Transolver++: An Accurate Neural Solver for PDEs on Million-Scale Geometries

TL;DR

Transolver++ is a highly parallel and efficient neural solver that can accurately solve PDEs on million-scale geometries and increases the single-GPU input capacity to million-scale points for the first time and is capable of continuously scaling input size in linear complexity by increasing GPUs.

Abstract

Although deep models have been widely explored in solving partial differential equations (PDEs), previous works are primarily limited to data only with up to tens of thousands of mesh points, far from the million-point scale required by industrial simulations that involve complex geometries. In the spirit of advancing neural PDE solvers to real industrial applications, we present Transolver++, a highly parallel and efficient neural solver that can accurately solve PDEs on million-scale geometries. Building upon previous advancements in solving PDEs by learning physical states via Transolver, Transolver++ is further equipped with an extremely optimized parallelism framework and a local adaptive mechanism to efficiently capture eidetic physical states from massive mesh points, successfully tackling the thorny challenges in computation and physics learning when scaling up input mesh size. Transolver++ increases the single-GPU input capacity to million-scale points for the first time and is capable of continuously scaling input size in linear complexity by increasing GPUs. Experimentally, Transolver++ yields 13% relative promotion across six standard PDE benchmarks and achieves over 20% performance gain in million-scale high-fidelity industrial simulations, whose sizes are 100$\times$ larger than previous benchmarks, covering car and 3D aircraft designs.

Figures (17)

• Figure 1: (a) Comparison of model capability in handling large geometries. We plot the GPU memory change of each model when increasing input mesh points. The upper bound on a single A100 40GB GPU is depicted in the dotted line. (b) Comparison of experiment benchmarks. Transolver++ experiments on high-fidelity tasks with up to 2.5 million points, which is 100$\times$ larger than previous works.
• Figure 2: (a) Overall design of Transolver++ block. Blocks highlighted in red represent modifications compared to the original Transolver. (b) Visualization of slice weights. Transolver++ learns more diverse and eidetic physical states. (c) Visualizations of physical quantity change ratio (difference between each point and its neighbors) and slice weights learned by models. The lighter color means faster change.
• Figure 3: (a) Comparison with other parallel methods. Tailored to the unique physics learning design, our method only communicates physical states with an all-reduce operation. (b) Scalability of the communication overhead to the number of mesh points with 32 GPUs.

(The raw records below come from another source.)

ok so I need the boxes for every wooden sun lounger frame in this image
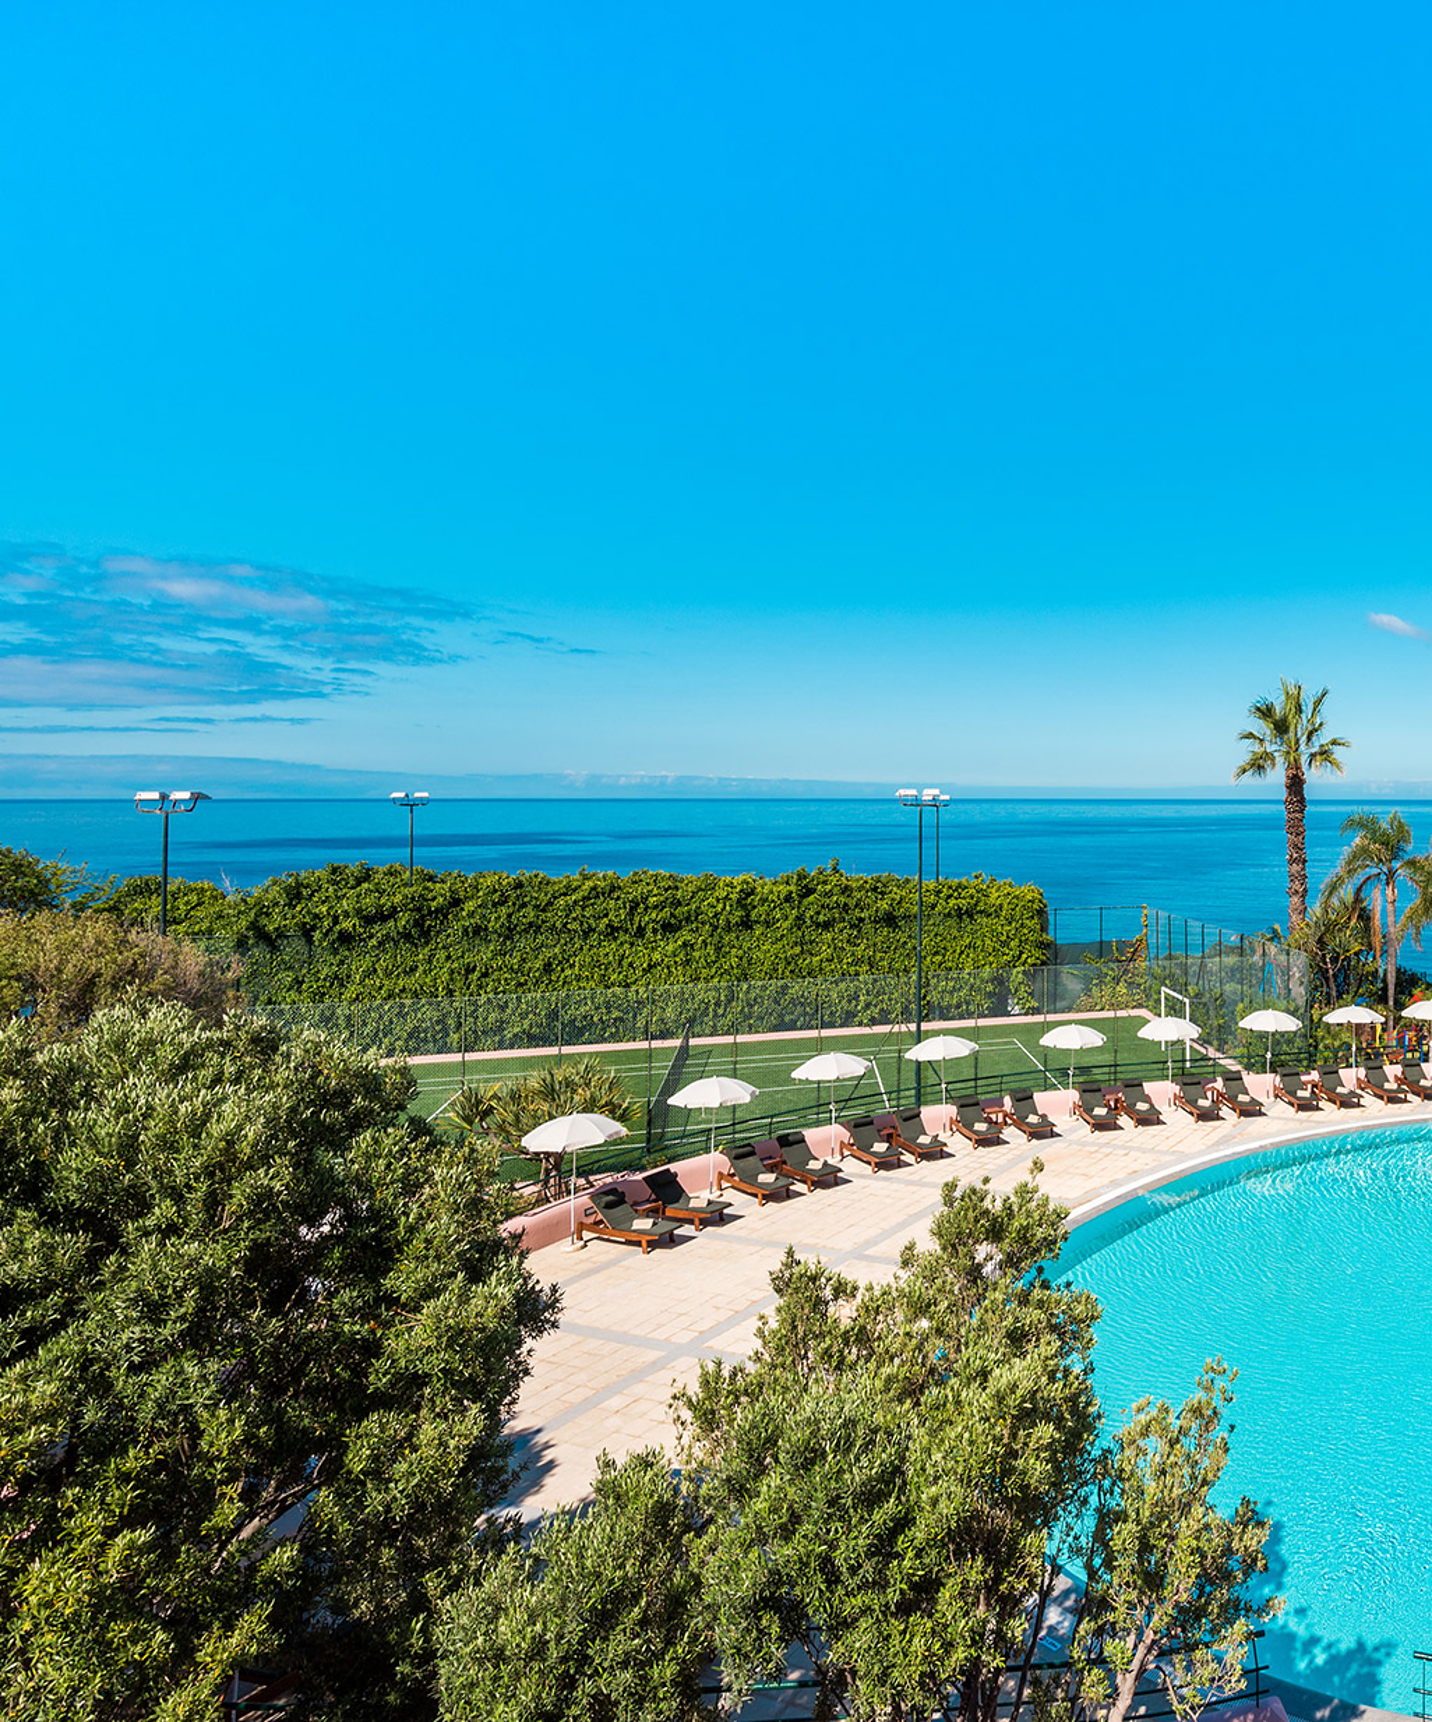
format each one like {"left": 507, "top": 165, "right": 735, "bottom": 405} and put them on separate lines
{"left": 1356, "top": 1067, "right": 1410, "bottom": 1102}
{"left": 1272, "top": 1072, "right": 1321, "bottom": 1111}
{"left": 952, "top": 1103, "right": 1005, "bottom": 1147}
{"left": 886, "top": 1109, "right": 947, "bottom": 1160}
{"left": 1002, "top": 1092, "right": 1057, "bottom": 1139}
{"left": 1073, "top": 1086, "right": 1121, "bottom": 1130}
{"left": 1215, "top": 1080, "right": 1264, "bottom": 1117}
{"left": 1395, "top": 1063, "right": 1432, "bottom": 1099}
{"left": 1173, "top": 1082, "right": 1221, "bottom": 1120}
{"left": 770, "top": 1133, "right": 840, "bottom": 1189}
{"left": 717, "top": 1150, "right": 796, "bottom": 1204}
{"left": 1115, "top": 1082, "right": 1164, "bottom": 1126}
{"left": 576, "top": 1198, "right": 681, "bottom": 1255}
{"left": 841, "top": 1119, "right": 907, "bottom": 1171}
{"left": 1311, "top": 1068, "right": 1360, "bottom": 1109}
{"left": 639, "top": 1170, "right": 733, "bottom": 1229}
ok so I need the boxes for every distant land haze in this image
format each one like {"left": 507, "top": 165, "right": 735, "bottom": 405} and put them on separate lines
{"left": 4, "top": 754, "right": 1432, "bottom": 800}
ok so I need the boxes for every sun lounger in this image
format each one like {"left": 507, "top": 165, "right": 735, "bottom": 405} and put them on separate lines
{"left": 1215, "top": 1076, "right": 1264, "bottom": 1117}
{"left": 1003, "top": 1089, "right": 1057, "bottom": 1138}
{"left": 1273, "top": 1070, "right": 1321, "bottom": 1111}
{"left": 886, "top": 1106, "right": 947, "bottom": 1159}
{"left": 1357, "top": 1065, "right": 1410, "bottom": 1103}
{"left": 1115, "top": 1080, "right": 1164, "bottom": 1125}
{"left": 952, "top": 1098, "right": 1005, "bottom": 1146}
{"left": 577, "top": 1186, "right": 682, "bottom": 1253}
{"left": 1396, "top": 1062, "right": 1432, "bottom": 1099}
{"left": 717, "top": 1144, "right": 796, "bottom": 1202}
{"left": 639, "top": 1166, "right": 733, "bottom": 1228}
{"left": 1173, "top": 1078, "right": 1221, "bottom": 1120}
{"left": 771, "top": 1130, "right": 840, "bottom": 1188}
{"left": 1073, "top": 1083, "right": 1121, "bottom": 1130}
{"left": 1312, "top": 1066, "right": 1361, "bottom": 1108}
{"left": 842, "top": 1116, "right": 907, "bottom": 1170}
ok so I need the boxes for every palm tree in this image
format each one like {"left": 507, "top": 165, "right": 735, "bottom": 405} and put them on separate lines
{"left": 1233, "top": 681, "right": 1349, "bottom": 927}
{"left": 1287, "top": 884, "right": 1378, "bottom": 1014}
{"left": 1320, "top": 811, "right": 1432, "bottom": 1028}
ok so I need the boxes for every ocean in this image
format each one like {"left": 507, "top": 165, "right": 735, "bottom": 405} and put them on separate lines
{"left": 5, "top": 796, "right": 1429, "bottom": 943}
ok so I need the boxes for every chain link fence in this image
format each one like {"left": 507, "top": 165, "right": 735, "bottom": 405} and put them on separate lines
{"left": 249, "top": 909, "right": 1308, "bottom": 1180}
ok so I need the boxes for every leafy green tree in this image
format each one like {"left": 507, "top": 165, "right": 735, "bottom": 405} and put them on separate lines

Our parallel method stands out by only transferring 0.25MB of data, which does not scale with the size of input mesh points.
• Figure 4: (a) Visualization of standard benchmarks covering a wide range of physics scenarios, from solid physics to fluid dynamics. (b) Relative errors on standard benchmarks of the top-4 models selected based on overall performance. Full results can be found in Table \ref{['tab:mainres_standard']}.
• Figure 5: Car and aircraft design to predict drag and lift coefficient under extremely complex geometries with million-scale meshes.